ZusammenfassungIn den aktuellen Leitlinien zum chronischen Koronarsyndrom (chronic coronary
syndrome, CCS) spielt die funktionelle Diagnostik zur Detektion und Quantifizierung
einer myokardialen Ischämie eine zentrale Rolle: Im Gegensatz zu rein anatomischen
Verfahren kann diese nicht nur eine koronare Herzerkrankung diagnostizieren, sondern
auch gleichzeitig das Patientenrisiko stratifizieren. Funktionelle diagnostische
Verfahren sollten zunächst nicht invasiv, in jedem Falle aber – vor allem bei
fehlendem nicht invasivem Nachweis – im Herzkatheter mittels Druckdrahtmessung
angewendet werden. In den nicht invasiven Verfahren bestimmt die Größe des
ischämischen Areals, ob eine Revaskularisation von prognostischem Nutzen für den
Patienten ist, und entscheidet somit über die weitere interventionelle Therapie. In
der invasiven Quantifizierung wird die hämodynamische Signifikanz einer
Koronarstenose bestimmt. Die funktionelle Diagnostik ermöglicht zudem eine Aussage
über die Funktion der Mikrostrombahn.

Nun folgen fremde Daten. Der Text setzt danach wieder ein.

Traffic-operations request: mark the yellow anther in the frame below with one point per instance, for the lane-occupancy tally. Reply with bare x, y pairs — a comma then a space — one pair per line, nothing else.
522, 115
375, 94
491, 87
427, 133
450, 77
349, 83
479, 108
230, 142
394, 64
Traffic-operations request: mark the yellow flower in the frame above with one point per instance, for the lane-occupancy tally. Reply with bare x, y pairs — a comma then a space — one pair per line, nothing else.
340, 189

Erkrankungen der Mikrostrombahn sind von
vergleichbarer prognostischer Bedeutung wie Erkrankungen der Makrostrombahn, bedürfen
jedoch weniger der interventionellen als der pharmakologischen Behandlung. Aktuelle
technische Entwicklungen aller Modalitäten erweitern in unterschiedlicher
Geschwindigkeit die diagnostische Genauigkeit und das Einsatzgebiet der einzelnen
Verfahren. Nicht für alle Patienten sollte daher grundsätzlich die gleiche Diagnostik
in die Wege geleitet werden. Die richtige Auswahl des nicht invasiven Tests sollte in
Abhängigkeit von dem Patienten mit Berücksichtigung von Komorbiditäten, Symptomatik
und Prätestwahrscheinlichkeit sowie lokaler Expertise getroffen werden. Gerade alte
Patienten, die sich häufig mit atypischer Symptomatik präsentieren und höhere
Komplikationsraten bei invasiven Verfahren aufweisen, profitieren hier besonders von
einer wohl überlegten diagnostischen Strategie.